Desmond Greaves had been one of a group of scientists who advocated the use of low temperature production of steel, other materials and processes which would reduce costs, although taking longer in time. He had been a member of a coal utilisation group of research chemists during and after World War 2.  I had worked for the National Coal Board for five years at the Mining Research Establishment. However, I cannot remember any discussions about coal policy there, but I do recall Desmond once mentioning that there had been a project to clean up coal and reduce smoke pollution generally, including that produced by power stations, which possibly might be relevant today.

He was a master of the English language and would correct you over any errors in articles one sent him. He commented on one of my articles for the Irish Democrat, where the word “I” appeared more than a couple of times: “Not so much of the ‘I’,  more of the ‘we’.”  Having had a scientific education Desmond was able to use analogies to explain difficult concepts which are liberally used in his writings.

He once stayed at my home in Ealing in the late 1980s to discuss an initiative to set up a Labour Movement-oriented anti-EU campaign. I produced a carafe of my home-made wine which he much enjoyed. On the same occasion my eldest son Kevin came in with his French horn following a rehearsal of the Ealing Youth Orchestra, a training orchestra. Desmond asked him to play the horn, which he obliged. Then my youngest son was asked to play his trumpet, which he did. Afterwards, Desmond said that Kevin was very musical. He was highly musical himself and once said that music was the subject he knew most about. 

A draft discussion document for the initial meeting of the anti-EU campaign was sent to Desmond for his comments. This document was found on his desk after his death in August 1988.  It was later tabled at what became the founding meeting in Liverpool of the Campaign Against Euro-federalism (CAEF), which went on to publish its regular paper titled The Democrat and many other publications criticising the EU over the next three decades.  The political objective of CAEF and that of many cognate campaigning  bodies was achieved in 2016 through the winning vote in the Brexit referendum to leave the EU.  That victory now needs to be consolidated.  That in turn requires the British Labour Movement to overcome its long-standing weakness as regards understanding the national question and put the defence and maintenance of national  democracy and national independence at the  front and heart of its policy programme. For that is the only way that Labour can ever lead the country, or deserve to lead it.

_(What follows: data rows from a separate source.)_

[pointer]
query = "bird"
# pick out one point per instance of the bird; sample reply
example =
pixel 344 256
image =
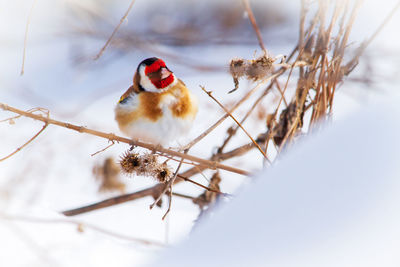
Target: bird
pixel 158 107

As an Englishman I had the honour of being one of four speakers at Desmond Greaves’s funeral in Anfield, Liverpool, in 1988.  I  tried to pay tribute in what I said to an intellectual genius who could have made millions for himself in a personally oriented career, but who instead devoted himself to the advancement of Ireland and the cause of international democracy. The procession which accompanied his body to the crematorium, with the Irish tricolour draped over his coffin, was so large that, ironically, there were police outriders alongside. That show of popular support was very moving and indicated the level of following and status that Desmond Greaves had achieved in so many peoples’ minds and hearts.